When should I use DPO versus GRPO?

DPO works with static preference datasets and is simpler to run. GRPO requires online generation but can continue improving beyond the dataset. Use DPO for quick experiments and when you have high-quality preference data. Use GRPO when you have good reward signals and need maximum performance.

How do I handle multiple reward signals?

Pass a list to reward_funcs. TRL sums all rewards to produce the final signal. You can weight different rewards by scaling their outputs in custom reward functions. For rewards that don't apply to all samples, return None and TRL will exclude that reward for those samples.

What batch sizes work best?

For SFT, larger batches generally work well with gradient accumulation. For online RL methods, the effective batch size includes multiple generations per prompt—balance generation throughput against update frequency.

How do I debug reward hacking?

Monitor sample generations throughout training. If completions become degenerate despite high rewards, increase the KL penalty coefficient. Consider adding output diversity to reward functions. Reward model quality is often the limiting factor.

Can I resume training from a checkpoint?

Yes, all trainers support checkpointing. Resume with resume_from_checkpoint parameter. For online RL, the reference model state is also saved and restored.

How does TRL handle multi-turn conversations?

The conversational data format supports multi-turn naturally. Messages alternate between user and assistant, and the trainer applies appropriate masking to train only on assistant responses. For online methods, generation continues the conversation from the provided history.

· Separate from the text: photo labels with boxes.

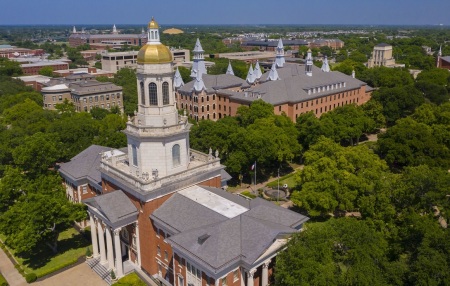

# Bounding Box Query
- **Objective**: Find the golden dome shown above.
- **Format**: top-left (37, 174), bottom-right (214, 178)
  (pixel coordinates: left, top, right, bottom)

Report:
top-left (137, 44), bottom-right (172, 64)
top-left (148, 17), bottom-right (159, 29)
top-left (163, 28), bottom-right (184, 35)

HuggingFace TRL: A Deep Dive into the Transformer Reinforcement Learning Library | Enrico Piovano

Introduction

HuggingFace's TRL (Transformer Reinforcement Learning) has emerged as the definitive library for fine-tuning large language models. Originally focused on reinforcement learning from human feedback, TRL has evolved into a comprehensive toolkit covering the entire post-training pipeline: supervised fine-tuning, reward modeling, preference optimization, and online RL methods.

This post explores TRL's internal architecture by examining its actual implementation. We'll understand how the trainer ecosystem is organized, how data flows through the pipeline, how different optimization algorithms are implemented, and how TRL integrates with modern inference engines like vLLM for efficient generation during training.

Architecture Overview

TRL builds on top of HuggingFace Transformers and Accelerate, extending the Trainer class with specialized trainers for different training objectives. The library is organized around several key components: trainers that implement different algorithms, configs that parameterize those algorithms, data collators that prepare batches, reward functions that provide learning signals, and utilities that handle model management.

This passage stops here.